Und aufs Äußerste verinnerlicht...
 

Tick Tack...

Tick Tack...

Er konnte das vergehen der Zeit nur zu deutlich hören.

Sie rann ihm wie Wachs durch die Finger.

Was war, war vergangen was werden würde lag im Schatten.

Es war vorbei, endgültig vorbei.

Die Entscheidung war die richtige gewesen.

Sie war notwendig für das Überleben seiner Band.

Notwendig für sein Überleben.

Zerknüllt flog der nächste Entwurf einer Notation gegen die Wand.

Geisterhaft schwebten Texte an ihm vorbei.

Er konnte sie nicht greifen, sie waren da und doch entzogen sie sich ihm immer wieder.

Die Melodie war ihm so klar erschienen, nun brachte er sie nicht zu Papier.
 

„Das Innerste geäußert

Und aufs Äußerste verinnerlicht."
 

Gemurmelt verließen die Worte seine Lippen.

Er kannte den Text den er zu Papier bringen wollte.

Er kannte ihn schon lange und doch existierte er nur in seinem Kopf.

Tick tack, tick tack.

Die Zeit rannte, selbst wenn es erst Februar war.
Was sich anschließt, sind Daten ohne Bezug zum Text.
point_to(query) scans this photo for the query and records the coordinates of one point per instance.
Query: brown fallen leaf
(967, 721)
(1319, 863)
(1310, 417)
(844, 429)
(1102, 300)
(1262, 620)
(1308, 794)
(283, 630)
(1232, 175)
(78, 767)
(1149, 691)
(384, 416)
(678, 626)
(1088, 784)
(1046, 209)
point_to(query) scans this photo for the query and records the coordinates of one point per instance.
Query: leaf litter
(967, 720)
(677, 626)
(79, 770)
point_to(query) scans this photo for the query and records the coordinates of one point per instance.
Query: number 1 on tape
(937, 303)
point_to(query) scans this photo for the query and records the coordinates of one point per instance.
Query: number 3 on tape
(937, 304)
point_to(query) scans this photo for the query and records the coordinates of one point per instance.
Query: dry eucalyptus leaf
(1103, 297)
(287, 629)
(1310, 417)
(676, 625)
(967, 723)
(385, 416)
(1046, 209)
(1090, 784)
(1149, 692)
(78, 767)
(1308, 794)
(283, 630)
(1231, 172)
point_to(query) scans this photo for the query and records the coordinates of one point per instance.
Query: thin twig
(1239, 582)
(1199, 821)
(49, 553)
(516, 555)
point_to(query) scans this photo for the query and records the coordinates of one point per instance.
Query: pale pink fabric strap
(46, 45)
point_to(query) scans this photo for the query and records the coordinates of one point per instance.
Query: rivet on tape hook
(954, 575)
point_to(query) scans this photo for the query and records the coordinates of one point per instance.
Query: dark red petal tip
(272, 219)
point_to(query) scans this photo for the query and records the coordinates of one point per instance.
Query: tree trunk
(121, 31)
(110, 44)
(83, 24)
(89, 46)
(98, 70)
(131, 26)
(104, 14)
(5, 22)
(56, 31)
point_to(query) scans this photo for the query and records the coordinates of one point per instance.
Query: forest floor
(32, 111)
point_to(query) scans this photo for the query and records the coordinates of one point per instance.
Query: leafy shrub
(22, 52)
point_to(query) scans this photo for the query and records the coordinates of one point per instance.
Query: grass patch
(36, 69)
Die Entscheidung war richtig gewesen.Nur wusste er nun nicht mehr weiter.
 

Ein Wechselbalg die Welt getauscht.

Und nun werden wir sehen.
 

Was sehen?

Wie er seine Band in den Untergang geführt hatte?

Die Welten tauschen, oh es wäre wundervoll.

Es gab nur diese eine Welt.

Nur diesen einen Lauf der Zeit.

Die Zeit die ihm verrann wie Wachs.

Was hatte er sich gedacht?

Es war die richtige Entscheidung.

Natürlich war sie es, die Band hätte kein weiteres Jahr überlebt.

Nicht so.

Aber wie sonst?
 

Ein Wechselbalg die Welt getauscht.
 

Es war eine Textzeile, eine auf die er so stolz war musste er zugeben, und doch erschien sie plötzlich als so viel mehr.

Eine getauschte Welt.

Er konnte sie nicht tauschen, aber plötzlich hatte er doch zumindest ein Gefühl dafür wer es könnte.

Wäre er dazu bereit?

Jetzt in diesem Moment, nach allem was er durch hatte?

Noch einmal ein solches Abenteuer, obwohl seine Pläne doch ganz andere waren?
 

Du hast dich den Kräften

Die so in dir zerrten

Doch mit aller Macht

Noch entgegen gestellt

Dich gewehrt und dagegen gestemmt
 

Es gab so viele die dagegen waren.

Gegen seine Entscheidung, aber auch gegen die des Mannes der ihn gedanklich nicht mehr losließ.

Sie beide hatten Entscheidungen getroffen die nicht begrüßt worden waren.

Verteufelt und als falsch waren sie gewertet worden.

Er wusste, dass sie ihre Entscheidungen dennoch beide nicht bereuten.

Sie waren notwendig gewesen, damit es weiter ging.

Allerdings hatte er im Gegensatz zu ihm selbst einen Plan für die Zukunft.
 

Der Weg in die Freiheit blieb wieder versperrt.

Denn dann bist du erwacht in der anderen Welt.
 

Die leise Stimme in seinem Hinterkopf sagte ihm, dass es falsch war.

Er hatte seinen Weg gefunden, er freute sich darauf, er wollte es.

Die lautere Stimme sagte ihm, dass es eine Flucht war.

War sie es?

Er wusste es nicht.

Er kannte ihn so lange.

Er nannte ihn so lange seinen Bruder im Geiste.

Noch immer konnte er sich nicht vorstellen was wäre, wenn er fort wäre.
 

So verkehrt und so unendlich fremd.
 

Was wenn seine Überlegungen falsch waren?

Was er jetzt tat, dass tat er aus Freundschaft.

Wäre er zu mehr bereit?

Würde er seinen neuen Plan vom Leben dafür aufgeben?

Einfach so?

Für seinen egoistischen Plan?

Kopfschüttelnd versuchte er die aufkeimende Hoffnung in seinem Herzen zu vertreiben.

Er konnte ihn nicht wieder binden.

Nicht wenn sein Plan doch ein ganz anderer gewesen war.

Er wusste doch nicht einmal wie dieses Lied enden sollte.

Wie sollte er ihm eine Zukunft garantieren?

Wie wenn er nicht einmal seine eigene sichern konnte?
 

Langsam packte er seine Sachen.

Er würde kein Wort darüber verlieren.

Seine Gedanken waren manchmal nicht geordnet.

Er würde ihm nichts bieten können.

Sein Wille allein war nun einmal manchmal nicht genug.

"Aber mit ihm zusammen könnte ich es schaffen.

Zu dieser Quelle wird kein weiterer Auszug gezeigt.